Enhancing Rainfall-Runoff Prediction Accuracy using Artificial Neural Networks: A Case Study of Bida, Nigeria
Keywords:
Artificial Neural Network (ANN), Rainfall–Runoff Modeling, Bida Basin, Hydrological Forecasting, Water Resource ManagementAbstract
Accurate rainfall-runoff modeling is essential for sustainable water management, especially in flood-prone, data-scarce regions like Nigeria’s Bida Basin. Traditional models struggle with nonlinear hydrological dynamics and limited data availability.
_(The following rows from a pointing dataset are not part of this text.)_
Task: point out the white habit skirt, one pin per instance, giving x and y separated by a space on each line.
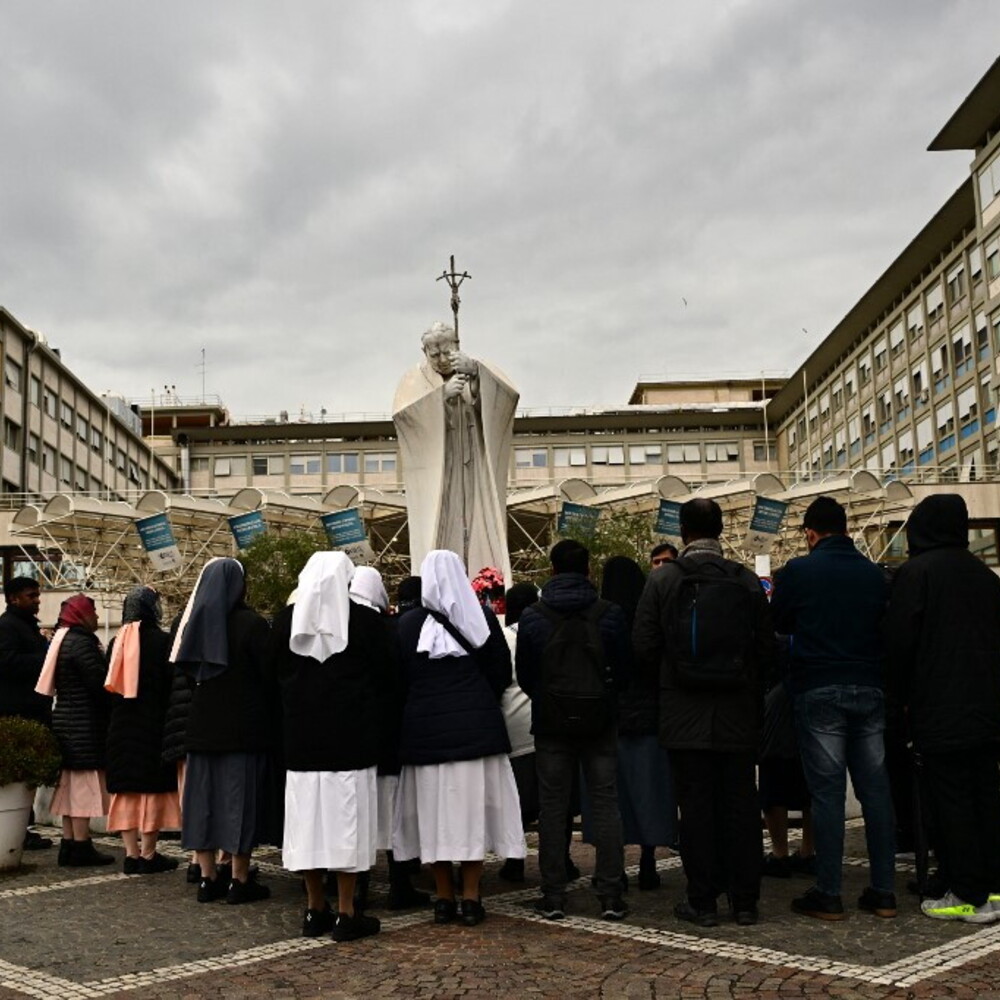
458 811
331 820
388 786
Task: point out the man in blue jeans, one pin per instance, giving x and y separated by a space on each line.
831 602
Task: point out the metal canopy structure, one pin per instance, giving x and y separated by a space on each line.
97 543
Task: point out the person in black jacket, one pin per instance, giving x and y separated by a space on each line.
943 643
74 670
457 795
570 595
336 673
22 653
232 725
143 788
711 732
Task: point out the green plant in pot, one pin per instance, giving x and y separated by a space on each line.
29 756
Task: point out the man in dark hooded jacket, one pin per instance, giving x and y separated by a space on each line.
571 595
943 642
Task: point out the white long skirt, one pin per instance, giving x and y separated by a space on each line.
331 820
388 787
458 811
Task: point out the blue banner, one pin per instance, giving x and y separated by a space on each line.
578 517
158 540
246 527
668 518
344 527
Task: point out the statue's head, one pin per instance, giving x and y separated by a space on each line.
439 343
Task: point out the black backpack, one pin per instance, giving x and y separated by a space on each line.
576 694
711 620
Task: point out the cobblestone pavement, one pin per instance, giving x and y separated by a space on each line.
81 933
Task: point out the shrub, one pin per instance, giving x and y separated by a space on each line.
28 752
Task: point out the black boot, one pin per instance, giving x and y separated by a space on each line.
83 854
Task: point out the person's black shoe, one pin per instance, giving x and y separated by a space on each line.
348 928
83 854
551 907
472 912
317 922
211 889
404 897
35 841
250 891
820 905
512 870
774 867
881 904
156 864
701 918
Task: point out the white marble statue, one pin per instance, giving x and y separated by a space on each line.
454 420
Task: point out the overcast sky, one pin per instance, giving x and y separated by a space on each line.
280 184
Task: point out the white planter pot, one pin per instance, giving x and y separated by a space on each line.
15 806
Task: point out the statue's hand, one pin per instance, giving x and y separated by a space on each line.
455 386
462 364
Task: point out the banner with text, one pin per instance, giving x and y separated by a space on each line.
578 517
668 518
246 527
345 531
158 540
This study addresses this gap by developing and evaluating an ANN-based runoff prediction model using limited meteorological and hydrological data. The objective is to improve flow forecasting accuracy and demonstrate the effectiveness of data-driven approaches for climate-resilient water resource planning in under-monitored basins. Daily rainfall, temperature, and runoff data (2010–2023), data were preprocessed, normalized, and partitioned for ANN modeling. A multi-layer ANN was trained using the Adam optimizer and evaluated with RMSE, R², and NSE. The Activation functions (LOGSIG, PURELIN, TANSIG) were tested to assess model accuracy in simulating runoff under nonlinear rainfall-runoff relationships. The ANN model achieved strong runoff prediction performance in the Bida Basin, with R² values of 0.91 (training) and 0.87 (testing), and RMSE of 3.25 and 4.18 m³/s, respectively. PURELIN activation yielded perfect correlation (R = 1.0; RMSE = 0.0), outperforming LOGSIG (R = 0.9995) and TANSIG (R = 0.9547). Seasonal analysis showed higher accuracy in the wet season (R² = 0.89; RMSE = 3.90 m³/s) than in the dry season (R² = 0.77; RMSE = 4.65 m³/s), confirming the model’s robustness across hydrological conditions. ANN models outperform traditional MLR in capturing nonlinear runoff dynamics but risk overfitting without careful tuning, while linear regression excels in simple linear cases, highlighting the need to balance model complexity and generalization based on data and process characteristics.